Can you talk more about the new proofs that have been released or that you’re thinking about?
Lukasz Magiera: Sure. Proof of Data Possession (PDP) recently shipped and this is where storage providers essentially host clear text data for clients. The cool thing with PDP is that on a wider level, it means that clients can upload much smaller pieces of data to an SP and we can finally build proper data aggregation services where clients can essentially rent storage that can read, write, maybe even modify data on a storage provider. When they want to take a snapshot of their data, they just make a deal and store it and so this simple proof becomes a much better foundation for better storage products.
We could also fairly easily do attestations around proving there has been no bit rot. We could also do attestations for some data retrieval parameters as well as some data access speeds. Attestations for data transfer over the Internet might be possible but they are also very hard. These things could conceivably feed into an automated allocator so that storage deal-making could happen much more easily.
Some proofs appear easy to do but in reality are hard problems to solve. What are your thoughts here?
Lukasz Magiera: Proof of data deletion is one of those that is mathematically impossible to prove but it is much more possible to achieve within secure enclaves. And so if you assume that a) the client can run code, b) that it can trust the enclave, c) that the provider cannot see or interact with that code, and d) that there is a confidential way to interact with the hard drive – then essentially a data owner could rent a part of a hard drive or an SSD through a secure enclave in a way that only they can read and write to that storage.
It wouldn't be perfect. Storage providers could still throttle access or turn off the servers, but in theory, the secure enclave VM would ensure that read and write operations to the drive are secure and it would ensure that the data goes to the client. So it essentially would be possible to build something where the clients would be able to get some level of attestation of data deletion because essentially the SP wouldn't be able to read the data anyways. In this case you literally have to trust hardware, there's no way around it. You have to trust the CPU and you have to trust the firmware on the drive.
And so as Filecoin grows and adds new protocols and new proofs, can these be included in the network much more easily now because of Curio’s architecture?
Lukasz Magiera: Yes, essentially it is just a platform for us to ship capabilities to storage providers very quickly. If there are L2s that require custom software, it's possible then to work with these L2s to ship their runtimes directly inside of Curio. If an SP wants to participate in some L2s network, then they just check another checkbox or maybe put in some lines of configuration and immediately they could start making money without even ever having to install or move around any hardware.
CLOSING THOUGHTS
Any final thoughts or issues you’d like to talk about?
Lukasz Magiera: Yes, I would love to talk about the whole client side of things with Filecoin and other DePIN networks. Curio is really good on the storage provider side of things but I feel like we don’t have a Curio-style project on the client side yet. There are a bunch of clients but I don't think any of them go far enough in rethinking what the client experience could be on Filecoin and DePIN in general.
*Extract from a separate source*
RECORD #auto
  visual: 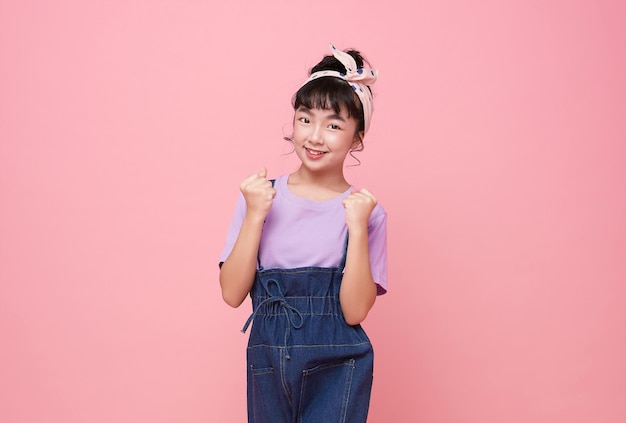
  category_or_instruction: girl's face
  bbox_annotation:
[293,106,363,176]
Most of the clients are still stuck in the more base level ways of interacting with the Filecoin network. You put files into sectors and track them but it feels like we could do much better. Even basic things like support for erasure coding properly would be a pretty big win. Having the ability to have 10% overhead but have some redundancy. All of this coupled with just better, more scalable software.
As a large client, I would just want to put a virtual appliance in my environment and have it be also highly available and be able to talk to Filecoin through a more familiar interface that is much more like object storage.